Chinn was one of those hostages, and his experience changed his outlook on the vulnerability of churches from that day forward.

Before then, “security wasn’t even in the back of my mind,” he said.

The suspect, a construction worker, carried out the attack four years after he injured himself while building the ministry’s new 256,000-square-foot facility.

He filed for disability at the time, but his insurance ruled the injury was due to “horseplay” and substantially cut his benefits.

It took four years for the man’s anger to reach critical mass—four years to come back to “exact his form of justice,” Chinn told The Epoch Times.

“He wanted to go out suicide by cop.”

During the hostage situation, the man shot into a wall before police were able to arrest him.

“That was my wake-up call,” Chinn said. “That incident changed the trajectory of my life.”

It also wasn’t the only time he encountered an armed intruder in church.

In 2007, Matthew John Murray, 24, killed two people and wounded two others as he opened fire at a church youth training center in Arvada, Colorado.

Murray evaded law enforcement and later that afternoon he shot and killed two more people and wounded three others at the New Life Church in Colorado Springs before he was fatally shot by a security team member.

Chinn was there on the day of the shooting.
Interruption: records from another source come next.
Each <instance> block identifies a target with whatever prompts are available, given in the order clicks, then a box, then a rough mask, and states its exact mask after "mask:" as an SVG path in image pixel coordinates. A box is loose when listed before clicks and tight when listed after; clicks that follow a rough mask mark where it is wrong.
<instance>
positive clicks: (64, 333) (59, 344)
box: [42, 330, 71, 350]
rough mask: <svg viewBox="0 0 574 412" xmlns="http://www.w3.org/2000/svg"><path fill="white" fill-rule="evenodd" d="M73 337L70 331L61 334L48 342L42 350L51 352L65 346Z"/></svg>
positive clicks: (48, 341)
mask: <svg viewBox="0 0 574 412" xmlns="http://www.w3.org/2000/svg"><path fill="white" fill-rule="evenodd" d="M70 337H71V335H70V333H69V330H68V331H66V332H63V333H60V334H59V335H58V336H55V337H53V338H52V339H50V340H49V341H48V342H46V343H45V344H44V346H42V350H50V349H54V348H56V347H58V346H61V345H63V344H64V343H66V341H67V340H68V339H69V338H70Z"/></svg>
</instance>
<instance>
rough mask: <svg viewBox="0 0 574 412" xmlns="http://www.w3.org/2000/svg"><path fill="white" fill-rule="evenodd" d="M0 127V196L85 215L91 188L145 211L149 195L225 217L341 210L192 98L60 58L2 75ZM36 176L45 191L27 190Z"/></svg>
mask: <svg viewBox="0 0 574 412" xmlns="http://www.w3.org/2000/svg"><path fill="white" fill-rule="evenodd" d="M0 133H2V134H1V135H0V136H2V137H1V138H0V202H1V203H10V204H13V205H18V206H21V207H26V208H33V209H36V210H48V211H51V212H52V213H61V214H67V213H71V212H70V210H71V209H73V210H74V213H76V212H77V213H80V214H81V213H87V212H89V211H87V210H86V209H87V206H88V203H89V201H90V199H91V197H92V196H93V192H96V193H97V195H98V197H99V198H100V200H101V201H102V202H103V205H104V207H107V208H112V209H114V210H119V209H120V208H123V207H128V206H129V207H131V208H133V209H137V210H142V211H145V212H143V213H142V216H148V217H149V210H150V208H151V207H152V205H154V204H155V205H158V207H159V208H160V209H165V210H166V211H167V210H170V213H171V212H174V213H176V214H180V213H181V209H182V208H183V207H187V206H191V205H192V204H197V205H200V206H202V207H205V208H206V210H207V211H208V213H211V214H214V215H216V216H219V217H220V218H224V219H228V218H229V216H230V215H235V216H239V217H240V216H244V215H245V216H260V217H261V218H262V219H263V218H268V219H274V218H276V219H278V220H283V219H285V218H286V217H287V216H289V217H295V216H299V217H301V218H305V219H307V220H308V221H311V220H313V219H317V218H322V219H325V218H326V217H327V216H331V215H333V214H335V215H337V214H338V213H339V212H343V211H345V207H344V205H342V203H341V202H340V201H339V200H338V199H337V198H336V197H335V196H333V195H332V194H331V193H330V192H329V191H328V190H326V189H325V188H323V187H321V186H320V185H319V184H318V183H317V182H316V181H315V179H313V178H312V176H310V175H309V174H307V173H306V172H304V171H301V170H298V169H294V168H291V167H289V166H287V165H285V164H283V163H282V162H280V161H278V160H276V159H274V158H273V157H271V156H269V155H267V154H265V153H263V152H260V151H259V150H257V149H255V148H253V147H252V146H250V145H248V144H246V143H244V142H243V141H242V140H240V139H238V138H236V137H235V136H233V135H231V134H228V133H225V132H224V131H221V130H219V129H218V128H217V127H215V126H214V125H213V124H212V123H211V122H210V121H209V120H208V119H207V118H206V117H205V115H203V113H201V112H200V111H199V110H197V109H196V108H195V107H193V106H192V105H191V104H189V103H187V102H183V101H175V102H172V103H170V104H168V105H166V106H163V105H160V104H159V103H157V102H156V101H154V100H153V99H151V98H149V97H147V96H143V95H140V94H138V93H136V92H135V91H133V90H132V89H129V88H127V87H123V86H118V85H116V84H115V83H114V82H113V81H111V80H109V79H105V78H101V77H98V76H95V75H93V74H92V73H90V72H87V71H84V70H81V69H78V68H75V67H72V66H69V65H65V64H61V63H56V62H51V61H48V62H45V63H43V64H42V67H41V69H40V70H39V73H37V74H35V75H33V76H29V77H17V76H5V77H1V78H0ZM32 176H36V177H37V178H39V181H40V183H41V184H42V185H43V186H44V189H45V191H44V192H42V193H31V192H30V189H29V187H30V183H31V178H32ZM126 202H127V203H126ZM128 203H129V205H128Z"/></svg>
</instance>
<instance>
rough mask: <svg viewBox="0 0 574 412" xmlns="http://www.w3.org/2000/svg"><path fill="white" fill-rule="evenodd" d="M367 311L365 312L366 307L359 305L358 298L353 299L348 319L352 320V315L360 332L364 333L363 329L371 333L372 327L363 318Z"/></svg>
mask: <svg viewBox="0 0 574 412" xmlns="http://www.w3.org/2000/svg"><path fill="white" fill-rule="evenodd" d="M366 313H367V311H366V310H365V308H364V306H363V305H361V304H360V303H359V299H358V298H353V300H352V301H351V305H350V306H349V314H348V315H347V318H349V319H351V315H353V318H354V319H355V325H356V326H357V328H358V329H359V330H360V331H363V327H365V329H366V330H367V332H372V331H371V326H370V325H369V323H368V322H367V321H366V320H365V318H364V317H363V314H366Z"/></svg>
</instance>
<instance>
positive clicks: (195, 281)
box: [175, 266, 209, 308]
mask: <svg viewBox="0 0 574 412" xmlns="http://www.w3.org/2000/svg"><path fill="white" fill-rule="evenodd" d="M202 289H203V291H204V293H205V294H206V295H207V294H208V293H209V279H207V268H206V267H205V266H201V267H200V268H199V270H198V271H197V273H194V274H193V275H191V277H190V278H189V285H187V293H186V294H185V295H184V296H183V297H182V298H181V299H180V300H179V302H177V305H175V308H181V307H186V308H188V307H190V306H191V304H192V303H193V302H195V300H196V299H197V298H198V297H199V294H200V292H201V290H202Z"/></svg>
He knew one thing about the gunman: “He hated Christians.”

The former building engineer said after the first incident in which he was held hostage, he started reading up on the degree to which attacks were happening in churches across the United States.

Chinn looked at law enforcement databases and found violent attacks were a leading cause of death in churches: Around 1,050 people died out of 2,361 total incidents between 1999 and 2020.

He compiled a list of “deadly force incidents” for the 22-year period and found the No. 1 reason was robbery, with 464 incidents (24.4 percent).

The second-leading cause of fatal force encounters was domestic violence, accounting for nearly 15 percent of all cases.